On the way to Rivendell:
*The hobbits start to set up a camp*
ARAGORN: Gentlemen, we do not stop till nightfall.
PIPPIN: What about breakfast?
ARAGORN: You already had it.
PIPPIN: We had one, yes. But what about SECOND breakfast?
MERRY: I don't think he knows about second breakfast, Pip.
PIPPIN: What about elevensies? Lunch? Afternoon tea? Dinner? Supper? He knows about them, right?
MERRY: I wouldn't count on that... *tap tap*
At the Prancing Pony:
PIPPIN: What's that?
MERRY: This, my friend, is a pint.
PIPPIN: It comes in pints?? I'm getting one.
SAM: But you have a whole half already!
In the Council of Elrond:
*The Fellowship's been made and Merry & Pippin think they're been left behind*
MERRY: Hoy, we're coming too!
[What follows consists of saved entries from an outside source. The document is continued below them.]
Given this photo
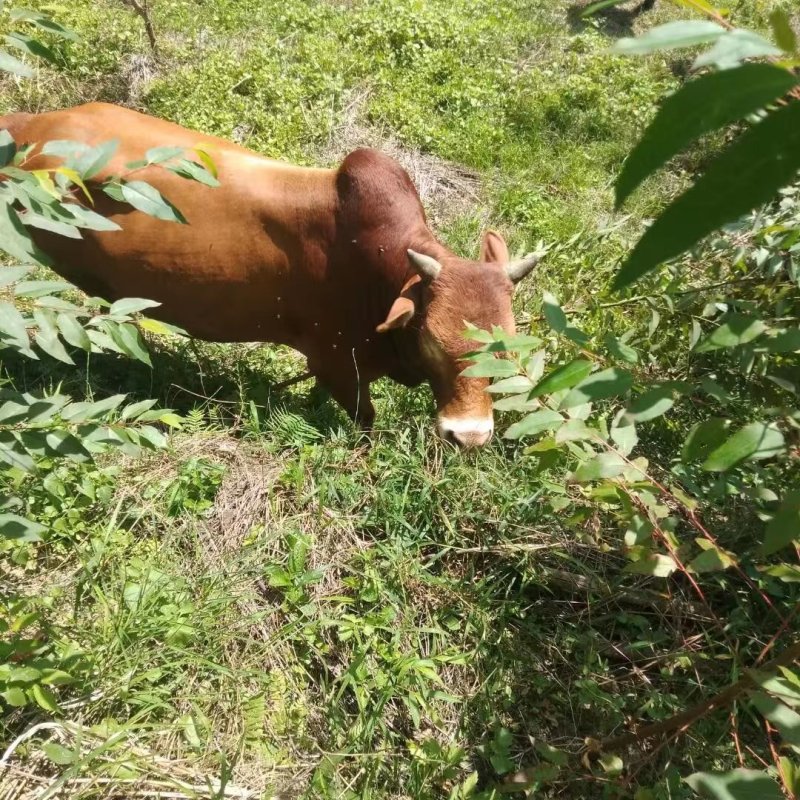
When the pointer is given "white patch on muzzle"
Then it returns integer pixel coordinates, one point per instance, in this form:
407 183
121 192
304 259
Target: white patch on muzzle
466 431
You'll have to send us home tied up in a sack to stop us.
PIPPIN: Anyway, you need people of intelligence on this sort of... mission. Quest. Thing.
MERRY: Well, that rules you out, Pip.
At Bilbo's birthday party:
*Pippin looks for a firework from Gandalf's stash, finds one he thinks is fine and shows it to Merry*
MERRY: No, no, no. The BIG one, the BIG one!
In farmer Maggot's fields:
*The hobbits are running for their lives*
MERRY: I don't know why's he so upset. It's only a couple of carrots.
PIPPIN: And some cabbages. And, and those three bags of potatos that had been left last week. And then the mushrooms, the week before.
MERRY: Yes, Pippin. My point is: he's clearly overreacting.